The store opened with the new concept of fixed prices where prices were posted and no price negotiation was expected.

Thanks to immediate success, expansion began in earnest in the mid-1880s by Jelmoli's descendants. The company founded in 1896 became a limited company (SA Jelmoli department stores in 1899) to raise capital for the construction of a new department store. The shipping business began in 1897 with the first mail order catalog as a retail store with shipping.

The new store was designed as a glass palace after Parisian department stores and became the new headquarters of Jelmoli. The building was completed in 1898 at the site of the former silk farms with 72 employees.

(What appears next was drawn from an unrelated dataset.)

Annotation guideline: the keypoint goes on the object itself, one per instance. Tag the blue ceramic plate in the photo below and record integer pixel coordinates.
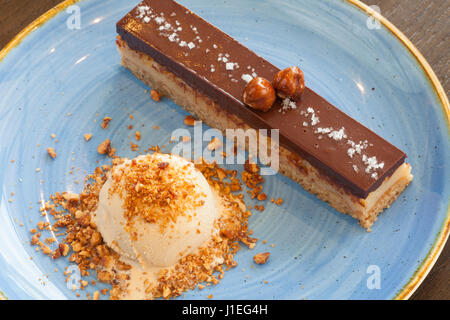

Gradually, and with major expansions in 1931–1938, 1947, and 1958–1961, grew into a glass palace with a closed courtyard. Due to the construction history, the exterior style differs significantly on two faces. Razing of adjacent properties (stone mill, vehicle fuel station) led to construction of the store's car park, and created new commercial space where, among other businesses, the Hiltl, the oldest vegetarian restaurant in Switzerland now exists.

In 1940, under pressure from anti-semitism in Switzerland, the Jewish board members of Jelmoli quit and emigrated to the United States.

In 1952, management was reorganized to begin building a chain of stores, which opened the first store in 1954 in Oerlikon, followed by at least 50 more Jelmoli department stores throughout Switzerland. In 1963, Romandie Jelmoli expanded through the acquisition of stores in Lausanne and Au Grand Passage Geneva. In 1968, a second store in Lausanne (Sébeillon) was completed.

The diversification of the department store group began in 1972 with the construction of Jelmoli Travel, the Molino restaurant chain, and Terlinden-Jelmoli dry cleaners. Jelmoli Group reached its zenith in 1988 at 231 locations, 5200 employees and a gross revenue of 1471 million Swiss Francs.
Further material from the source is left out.